In this assignment, I recreated four plots using the ggplot2 package.
library(tidyverse)
library(scales) # for number formatting if needed
coffee <- read_csv("C://Intro to UA//coffee.csv")
# Quick check
glimpse(coffee)
summary(coffee)
This plot shows how median household income (hhincome) varies across census tracts with different average coffee shop ratings (avg_rating).

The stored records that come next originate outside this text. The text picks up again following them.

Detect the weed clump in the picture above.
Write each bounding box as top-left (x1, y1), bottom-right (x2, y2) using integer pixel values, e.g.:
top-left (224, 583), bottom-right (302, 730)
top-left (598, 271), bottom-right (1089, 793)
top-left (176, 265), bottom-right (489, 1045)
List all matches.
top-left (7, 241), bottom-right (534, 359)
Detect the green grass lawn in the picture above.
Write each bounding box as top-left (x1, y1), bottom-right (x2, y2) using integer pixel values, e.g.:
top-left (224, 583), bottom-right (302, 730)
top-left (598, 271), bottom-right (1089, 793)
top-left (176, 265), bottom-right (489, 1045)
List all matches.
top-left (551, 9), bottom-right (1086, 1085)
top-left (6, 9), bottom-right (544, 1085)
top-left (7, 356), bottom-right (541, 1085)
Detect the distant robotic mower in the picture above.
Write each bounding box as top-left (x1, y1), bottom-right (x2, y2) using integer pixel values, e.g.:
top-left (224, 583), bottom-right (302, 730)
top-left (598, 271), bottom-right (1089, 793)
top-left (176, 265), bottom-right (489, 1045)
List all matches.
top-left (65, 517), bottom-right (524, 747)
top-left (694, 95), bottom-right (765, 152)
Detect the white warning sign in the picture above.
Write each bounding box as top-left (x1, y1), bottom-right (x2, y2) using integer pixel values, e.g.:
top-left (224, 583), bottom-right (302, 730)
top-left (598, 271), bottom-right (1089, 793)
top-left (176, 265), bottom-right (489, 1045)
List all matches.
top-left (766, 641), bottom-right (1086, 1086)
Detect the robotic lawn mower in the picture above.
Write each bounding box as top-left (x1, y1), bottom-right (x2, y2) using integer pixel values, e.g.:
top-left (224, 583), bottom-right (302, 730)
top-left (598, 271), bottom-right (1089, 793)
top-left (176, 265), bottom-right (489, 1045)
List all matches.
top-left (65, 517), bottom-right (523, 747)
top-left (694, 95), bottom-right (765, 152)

ggplot(coffee, aes(x = factor(avg_rating), y = hhincome)) +
geom_boxplot(color = "black", fill = "white", outlier.shape = 19) +
facet_wrap(~ county) +
theme_gray(base_size = 14) +
labs(
x = "Average Rating",
y = "Median Annual Household Income ($)"
)
1.Tracts with coffee shops rated 4 and above generally have higher median household incomes. 2.The lowest-rated shops (rating 1–2) are more common in lower-income tracts. 3.The spread of income increases with higher ratings, suggesting that highly rated shops exist across a wider range of neighborhood incomes, but mostly in more affluent areas.
This faceted plot breaks down the relationship between coffee shop ratings and household income across the five Metro Atlanta counties: Clayton, Cobb, DeKalb, Fulton, and Gwinnett.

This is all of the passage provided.